Oh, Lord, wondered Max. What does she want now? Something to do with the flower rota, no doubt. He smiled at her expectantly. But instead she said, “Detective Chief Inspector Cotton reminds me so much of you. He was here on Monday. I insisted on speaking to the man in ch
arge, and I was not going to be seen going into that horrible little pod thing.”
Max decided an ambush might be best. Otherwise, Miss Pitchford and the point might never meet. “DCI Cotton tells me you saw Wanda,” he said. “And that she was muttering something.”
“Lovely to know you have his confidence. Yes, that is correct. She was looking through her handbag for her key.”
“You’re quite certain she said ‘key’?”
Her teaspoon clattered slightly against the bone china saucer.
“There is nothing wrong with my hearing, Vicar,” she said firmly.
True or not, that ended that for now. Max decided to try angling in from another direction.
“Did you know Wanda and the Major’s son?”

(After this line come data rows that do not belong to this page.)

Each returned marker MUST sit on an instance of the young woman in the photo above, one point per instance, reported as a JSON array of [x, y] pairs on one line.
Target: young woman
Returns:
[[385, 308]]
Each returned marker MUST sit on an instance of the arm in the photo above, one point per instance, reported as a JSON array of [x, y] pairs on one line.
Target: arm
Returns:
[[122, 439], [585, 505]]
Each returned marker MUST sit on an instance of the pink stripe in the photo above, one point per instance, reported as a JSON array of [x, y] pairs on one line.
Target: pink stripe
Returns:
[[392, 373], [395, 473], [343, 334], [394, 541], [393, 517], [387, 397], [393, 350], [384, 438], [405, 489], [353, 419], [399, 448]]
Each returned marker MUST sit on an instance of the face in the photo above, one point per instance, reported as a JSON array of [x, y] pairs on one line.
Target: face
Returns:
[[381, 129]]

Rather sharply: “Of course I did. I was his teacher, wasn’t I?” Max felt almost as if she might rap his knuckles if a ruler were to hand. “A wild, dreamy child he was, too. Quite talented.”
“The Major did mention Jasper’s girlfriend the other day. I gather he felt she might be a stabilizing influence.”
Miss Pitchford raised one pale eyebrow with schoolmistressy skepticism, a look that said, “You might very well think that,” but instead she said, “How very interesting.” Her cheeks flushed a slightly darker shade of rosy pink at the extremely vague sexual reference, and her cup clinked faintly as she set it back on its saucer. Miss Pitchford, for all her hardened campaigner experience with the young and their hormones, was rather like that, thought Max.
“More tea, Vicar?”
There was a pause while Miss Pitchford fussed about some more with the tea and the sugar bowl. Then she sat back in her chair and went on, “Jasper—the thing about Jasper was that he was like a foundling child. So creative and artistic—so driven to create. Does that sound to you like either of his parents?”
Max had to admit it did not.
“Mind you, I’m not suggesting anything in the way of … improper carryings on. No, indeed! Jasper was the natural child of the Batton-Smythes, I’m certain of that. I simply mean that it is so interesting to see a child grow up to be so different from its parents. One wonders, you know.”